Ya en la República, el número de senadores aumentó a trescientos, que ejercían como asesores de los cónsules. Aparte de los patricios, pronto empezaron a entrar plebeyos. La suma de patricios —patres— y plebeyos inscritos posteriormente —conscripti— explica la expresión patres conscripti con que se designaba al senado en su conjunto.

Patricios o plebeyos, los senadores tenían que ser personas adineradas. Además, no podían dedicarse a actividades económicas que se consideraban deshonrosas para ellos, como la banca o el comercio: quien se encargaba de que no entraran «indeseables» era el censor, de quien más tarde hablaremos.

Los exmagistrados entraban habitualmente en el senado, y seguían siendo senadores de por vida a no ser que cometiesen alguna tropelía. Así pues, formaban un grupo reducido, adinerado y vitalicio, lo que equivalía a una oligarquía.

Pertenecer al senado era un honor que se manifestaba a los ojos de todos, ya que para los romanos uno era, en el fondo, aquello que veían los demás. Como muestra visible de su dignidad, los senadores tenían derecho a lucir en la túnica el laticlavius, una franja de púrpura ancha. También calzaban unas botas cerradas de cuero cuyos cordones llevaban un adorno en forma de luna creciente, y anillos que empezaron forjando de hierro y luego fueron de oro.

Que a uno lo echaran del senado suponía una terrible deshonra. En el año 50 a.C., por ejemplo, el censor Apio Claudio expulsó al historiador Salustio por corrupción e inmoralidad. En realidad, el delito de Salustio era ser partidario de Julio César en medio de una encarnizada guerra de poder, pero aquello se le quedó clavado en el alma, aunque más adelante sería rehabilitado (gracias a César).

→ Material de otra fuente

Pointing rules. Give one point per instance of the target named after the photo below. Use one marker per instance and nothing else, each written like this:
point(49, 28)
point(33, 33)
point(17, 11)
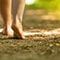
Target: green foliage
point(46, 4)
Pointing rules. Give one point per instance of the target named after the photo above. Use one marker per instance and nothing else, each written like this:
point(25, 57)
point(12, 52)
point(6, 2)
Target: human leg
point(18, 10)
point(5, 7)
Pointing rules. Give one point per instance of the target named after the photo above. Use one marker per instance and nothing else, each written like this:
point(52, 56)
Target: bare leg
point(6, 14)
point(18, 9)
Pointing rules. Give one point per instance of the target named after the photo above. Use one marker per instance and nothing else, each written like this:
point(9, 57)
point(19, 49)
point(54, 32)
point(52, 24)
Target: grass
point(44, 48)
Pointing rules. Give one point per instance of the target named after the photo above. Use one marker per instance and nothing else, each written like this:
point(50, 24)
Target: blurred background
point(47, 9)
point(42, 14)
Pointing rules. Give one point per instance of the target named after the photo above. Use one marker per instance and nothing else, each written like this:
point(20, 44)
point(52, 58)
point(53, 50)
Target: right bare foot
point(17, 28)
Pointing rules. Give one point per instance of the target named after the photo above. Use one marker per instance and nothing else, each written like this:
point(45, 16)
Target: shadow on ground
point(33, 48)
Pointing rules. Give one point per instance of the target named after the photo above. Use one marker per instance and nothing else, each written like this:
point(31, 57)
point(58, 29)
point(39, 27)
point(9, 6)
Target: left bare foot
point(8, 32)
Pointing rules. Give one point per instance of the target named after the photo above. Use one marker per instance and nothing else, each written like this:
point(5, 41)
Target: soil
point(37, 47)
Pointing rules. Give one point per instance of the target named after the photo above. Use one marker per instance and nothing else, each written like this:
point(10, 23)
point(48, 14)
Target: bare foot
point(8, 32)
point(17, 28)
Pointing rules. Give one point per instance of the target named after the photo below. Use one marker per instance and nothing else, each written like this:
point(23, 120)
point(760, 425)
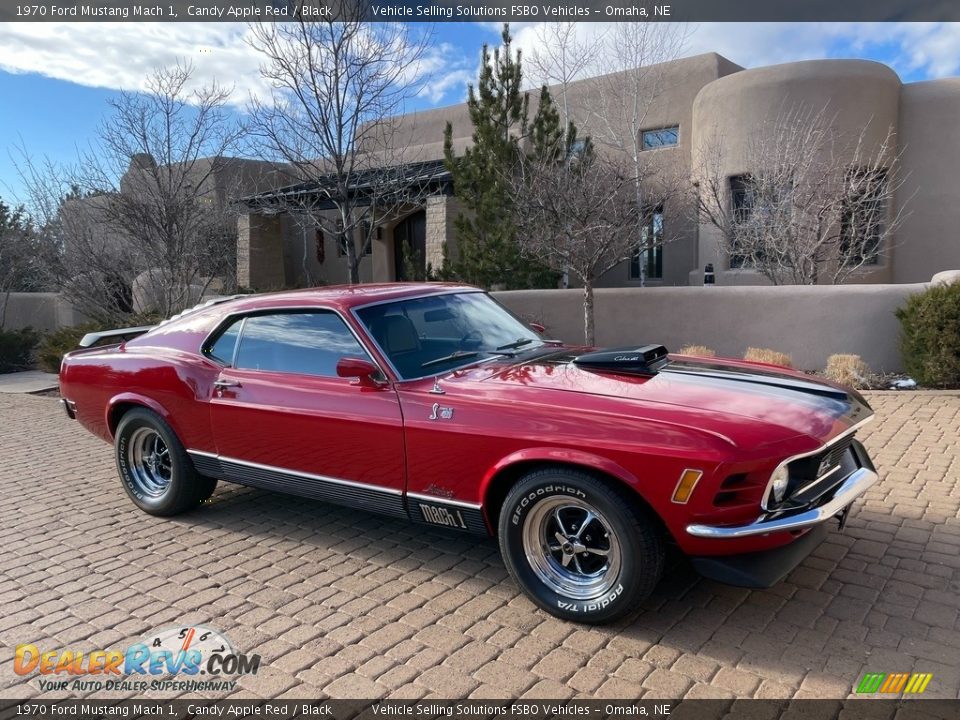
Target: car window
point(437, 333)
point(223, 347)
point(310, 343)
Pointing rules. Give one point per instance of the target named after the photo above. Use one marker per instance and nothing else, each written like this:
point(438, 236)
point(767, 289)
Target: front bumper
point(853, 486)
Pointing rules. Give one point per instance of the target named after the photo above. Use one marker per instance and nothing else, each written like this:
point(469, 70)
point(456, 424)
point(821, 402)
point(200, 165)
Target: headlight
point(778, 483)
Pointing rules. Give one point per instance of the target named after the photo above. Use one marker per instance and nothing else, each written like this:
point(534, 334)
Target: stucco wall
point(740, 112)
point(928, 238)
point(41, 311)
point(809, 323)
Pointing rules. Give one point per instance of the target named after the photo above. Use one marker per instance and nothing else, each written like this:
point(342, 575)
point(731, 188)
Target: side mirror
point(363, 371)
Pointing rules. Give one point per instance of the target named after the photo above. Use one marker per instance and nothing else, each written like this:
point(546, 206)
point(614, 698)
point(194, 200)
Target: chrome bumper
point(856, 484)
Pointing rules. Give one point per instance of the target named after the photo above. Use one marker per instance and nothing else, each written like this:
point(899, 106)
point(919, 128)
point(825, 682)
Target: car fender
point(131, 398)
point(565, 456)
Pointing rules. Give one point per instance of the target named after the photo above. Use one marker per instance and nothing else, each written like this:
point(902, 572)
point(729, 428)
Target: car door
point(282, 418)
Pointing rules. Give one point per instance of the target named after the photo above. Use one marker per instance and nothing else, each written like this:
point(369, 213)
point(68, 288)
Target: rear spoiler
point(91, 339)
point(645, 360)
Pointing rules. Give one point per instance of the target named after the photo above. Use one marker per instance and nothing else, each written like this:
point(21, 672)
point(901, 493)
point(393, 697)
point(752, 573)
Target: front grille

Dentro del senado también había clases. Una vez que el magistrado que convocaba la reunión exponía el asunto que se iba a debatir, el primero que tomaba la palabra era el princeps senatus o «príncipe del senado», el más prestigioso de todos ellos por su edad, por los cargos desempeñados, por sus condecoraciones, por sus cicatrices de guerra o por todas estas razones juntas. Después del princeps intervenían los que habían sido censores, a continuación los excónsules, los expretores, etc. Una vez que habían hablado todos los que tenían derecho a voz, se votaba, a veces a mano alzada y a veces poniéndose de pie y formando un grupo para el «sí» y otro para el «no».

El resultado de las deliberaciones del senado era un senatus consultum o senadoconsulto. Curiosamente, no tenía rango de ley: el senado era un consejo de notables —de ésos que tanto abundan hoy día—, y los senadoconsultos eran, por tanto, recomendaciones que se daban a los magistrados y que abarcaban todo tipo de materias: política exterior e interior, religión o finanzas.

Sin embargo, la autoridad moral del senado —en latín, simplemente auctoritas— era enorme. Por eso, los magistrados sometían las propuestas de ley a los senadores antes de llevarlas a los comicios. Con el tiempo el poder del senado fue creciendo, hasta llegar a su punto culminante entre los siglos III y II. En las frecuentes guerras de los romanos, veremos a los senadores enviando embajadas, recibiendo las de otras ciudades, decidiendo sobre la paz y sobre la guerra y repartiendo mandos entre los diversos generales.